Pre-filter 112... Heater 13...
...Intake chamber, 14...First blower, 15
...Second blower, 16...First air supply chamber, 17...Second air supply chamber, 20...
・Dividing board, 21, 22...Filter, 23,
24... Ventilation port, 25... Exhaust chamber, 2
7... Exhaust blower, 29... Exhaust port, 30... Ventilation port, 31... Filter 32... Operation panel.

Claims (1)

[Scope of utility model registration request] Inside the main case, a partition wall and a door form an article storage room, and a second door is provided on the side wall of the main case in front of the door of the room. A pressurized chamber is formed between the main body case, and an air intake port is provided in the main body case, and an air intake chamber connected to the air intake port is formed inside the main body case, and two blowers are installed in the air intake chamber.

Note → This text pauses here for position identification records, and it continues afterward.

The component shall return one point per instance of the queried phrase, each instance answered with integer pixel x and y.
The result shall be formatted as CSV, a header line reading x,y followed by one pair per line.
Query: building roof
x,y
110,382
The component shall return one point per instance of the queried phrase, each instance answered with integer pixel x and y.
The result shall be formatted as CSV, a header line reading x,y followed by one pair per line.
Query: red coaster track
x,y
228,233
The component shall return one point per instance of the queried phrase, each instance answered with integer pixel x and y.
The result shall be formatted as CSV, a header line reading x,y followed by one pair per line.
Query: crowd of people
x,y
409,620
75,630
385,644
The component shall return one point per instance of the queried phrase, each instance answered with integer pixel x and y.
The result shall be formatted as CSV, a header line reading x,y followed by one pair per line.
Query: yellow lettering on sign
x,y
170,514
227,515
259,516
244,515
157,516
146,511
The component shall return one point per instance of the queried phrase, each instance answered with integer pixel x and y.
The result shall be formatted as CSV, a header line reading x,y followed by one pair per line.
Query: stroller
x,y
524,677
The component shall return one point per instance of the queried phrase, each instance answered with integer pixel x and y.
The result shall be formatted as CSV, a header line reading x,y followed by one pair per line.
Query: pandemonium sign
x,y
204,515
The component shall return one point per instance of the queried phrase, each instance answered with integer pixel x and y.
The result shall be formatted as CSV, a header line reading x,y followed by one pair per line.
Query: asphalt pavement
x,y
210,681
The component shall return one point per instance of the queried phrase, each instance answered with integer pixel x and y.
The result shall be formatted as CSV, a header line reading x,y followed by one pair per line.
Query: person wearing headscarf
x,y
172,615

Each air outlet is supported by a partition plate provided in the intake chamber, and both first and second air supply chambers are connected to each air intake chamber, and the first air supply chamber and The article storage chamber, the second air supply chamber, and the pressurizing chamber are communicated with each other through a ventilation hole, and a filter and a heater are provided in the air intake chamber or both the first and second air supply chambers, and the article storage chamber is connected to the pressurization chamber. and a residual gas removal device configured to forcefully feed heated clean air into a pressurized chamber, and further to communicate the article storage chamber with an exhaust chamber provided with a filter and a blower inside.